Genetic Variation in Nef

We observed extensive genetic variation in HIV-1 nef bulk sequences isolated from 686 patients enrolled in the HOMER cohort. The mean Shannon entropy per site was approximately 0.75, commensurate with the overall level of amino acid variability across HIV-1 M group nef sequences (Yusim et al. 2002). In-frame deletions affected 226 (33%) of the sequences, clustering predominantly in three regions spanning codon sites 8–12, 48–50, and 151–158. Using a conservative Bonferroni correction for multiple comparisons (α = 2.43×10 − 4), we found a significant excess of nonsynonymous substitutions above the expected values (i.e., scaled dN − dS values ranging from 0.82 to 4.2) at 18 different codon sites, namely, V10, V11, P14, A15, A23, V33, G83, K92, K94, E98, I101, I133, P150, V153, K178, V182, R188, and L198 (alignment consensus residues and coordinates; see supplementary table S1, Supplementary Material online).

Sequencing mixtures (i.e., ambiguous bases due to multiple peaks in the sequence chromatogram) were abundant, averaging 7.0 mixtures per bulk sequence, suggesting that genetic variation within patients was commensurate with the extensive variation in the patient population. Any given mixture was equally likely to be nonsynonymous (i.e., the ambiguous codon could encode more than one amino acid) as synonymous (odds 2450:2385 = 1.03). Considering that the neutral expectation for these odds is closer to 3 (392:134 = 2.92 for two-way mixtures given the universal genetic code), we interpreted the observed odds as a significant depletion of nonsynonymous mixtures, consistent with purifying selection as a dominant force shaping within-host polymorphism. The difference in the site-specific frequencies of nonsynonymous and synonymous mixtures, normalized, respectively, by their expected values based on the genetic code and empirical base frequencies, was significantly correlated with the quantity dN − dS representing diversifying selection at the level of the host population (Spearman's ρ = 0.803,P < 10 − 15).

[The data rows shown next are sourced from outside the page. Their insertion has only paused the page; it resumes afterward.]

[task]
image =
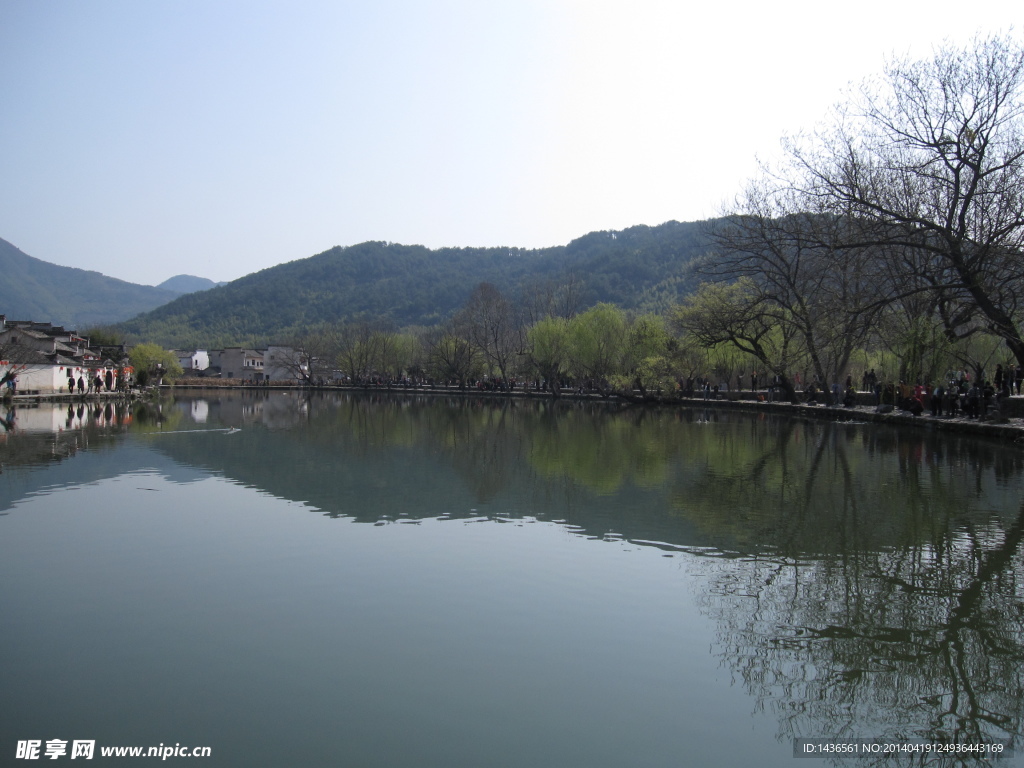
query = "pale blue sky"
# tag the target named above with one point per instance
(146, 138)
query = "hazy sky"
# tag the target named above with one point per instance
(146, 138)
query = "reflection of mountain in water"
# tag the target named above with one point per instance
(57, 446)
(684, 478)
(379, 459)
(865, 582)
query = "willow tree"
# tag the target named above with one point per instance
(740, 314)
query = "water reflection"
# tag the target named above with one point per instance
(864, 582)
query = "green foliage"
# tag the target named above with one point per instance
(416, 286)
(31, 289)
(152, 363)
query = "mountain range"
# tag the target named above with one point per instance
(32, 289)
(642, 268)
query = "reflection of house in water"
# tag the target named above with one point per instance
(53, 418)
(272, 409)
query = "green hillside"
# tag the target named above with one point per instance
(640, 267)
(31, 289)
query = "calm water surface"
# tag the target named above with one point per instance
(361, 581)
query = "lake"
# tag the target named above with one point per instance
(360, 580)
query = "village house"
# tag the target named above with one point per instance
(194, 363)
(39, 357)
(238, 363)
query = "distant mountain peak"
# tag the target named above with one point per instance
(181, 284)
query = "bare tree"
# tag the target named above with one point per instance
(802, 272)
(494, 327)
(930, 160)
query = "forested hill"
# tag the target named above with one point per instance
(31, 289)
(640, 267)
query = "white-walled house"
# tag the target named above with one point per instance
(45, 359)
(198, 359)
(237, 363)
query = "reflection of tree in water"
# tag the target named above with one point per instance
(893, 606)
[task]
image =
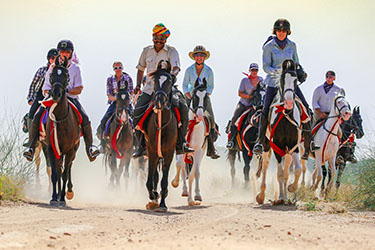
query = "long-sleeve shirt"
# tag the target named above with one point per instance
(191, 76)
(323, 100)
(112, 84)
(75, 79)
(37, 83)
(274, 56)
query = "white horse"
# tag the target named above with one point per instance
(284, 135)
(327, 138)
(196, 137)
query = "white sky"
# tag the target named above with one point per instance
(335, 35)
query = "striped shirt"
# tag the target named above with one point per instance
(37, 83)
(112, 84)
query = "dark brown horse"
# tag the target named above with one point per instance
(121, 137)
(161, 136)
(63, 135)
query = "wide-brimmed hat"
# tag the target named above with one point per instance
(199, 49)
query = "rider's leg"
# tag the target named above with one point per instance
(33, 135)
(91, 150)
(211, 151)
(140, 108)
(240, 108)
(270, 94)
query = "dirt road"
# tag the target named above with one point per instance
(99, 219)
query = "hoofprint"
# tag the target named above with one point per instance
(326, 137)
(197, 141)
(292, 153)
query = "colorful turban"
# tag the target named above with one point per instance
(160, 29)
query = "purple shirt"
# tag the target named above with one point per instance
(112, 84)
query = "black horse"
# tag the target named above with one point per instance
(63, 134)
(120, 143)
(247, 135)
(161, 136)
(350, 129)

This correlation implied that the distribution of nonsynonymous mixtures in our sequence alignment was predominantly the outcome of site-specific selection, rather than being an artifact of sequencing error.

Among-Host Sequence Coevolution

We used BGM methods to infer a network of interactions between 63 different residues in Nef from the distribution of nonsynonymous substitutions reconstructed from the sequence alignment (fig. 1). A network is a set of nodes that each represent a random variable, in our case being the presence or absence of a nonsynonymous substitution at a given codon site and branch of the phylogeny (Poon et al. 2007). Connections between nodes, termed “edges,” are used to represent interactions, that is, a conditional dependence between variables. Figure 1 depicts a model-averaged network (obtained by sampling from the posterior probability distribution using a Bayesian Monte Carlo Markov chain method) comprising 40 edges whose marginal posterior probabilities exceeded a threshold of 0.95. The majority (88%) of edges in the network connected residues located in the same domain of the Nef protein (namely, anchor versus core domains) with only five edges connecting residues located in different domains (P14/Y203, V16/E151, R19/M173, A50/H116, and T51/Q170; fig. 1). These interdomain edges are consistent with previous observations that anchor residues that interact with the core tend to occur either in close proximity to the protein N-terminus or within the interval bounded by residues 49 and 60 (Groesch and Freire 2007).

FIG. 1.

FIG. 1.

Schematic approximating the anchor and core structures of the HIV-1 Nef protein (thick black lines), annotated with residue–residue interactions from a BGM analysis of a phylogenetic reconstruction of nonsynonymous substitutions. Amino acid sites implicated in epistatic interactions (rectangular nodes) are labeled with the alignment consensus residue and position. Thirty-eight sites that were not implicated in interactions (G3, V10, G12, A15, M20, A23, R35, E38, K39, I43, S46, A49, A53, C55, A56, E62, E63, E65, R71, I101, Y102, Q107, P129, V148, P150, V153, A156, N161, C163, M168, P176, K178, V182, K184, R196, L198, E201, and D205) are omitted for clarity. Putative interactions are depicted as connections (solid or dashed lines) between nodes, labeled with marginal posterior probabilities × 100, using a cutoff value of 0.95. Dashed lines connect sites separated by more than 15 residues in the protein sequence, though the respective amino acids are frequently clustered in the folded protein structure (e.g., 8.3Å from E98 to F143; 13.1Å from A50 to H116). Thirty-nine conditionally independent sites were omitted for clarity. Node names in italics are used to indicate long-distance interactions (> 100 residue separation). Interactions supported by significant correlations in bulk sequencing mixtures are indicated by double lines.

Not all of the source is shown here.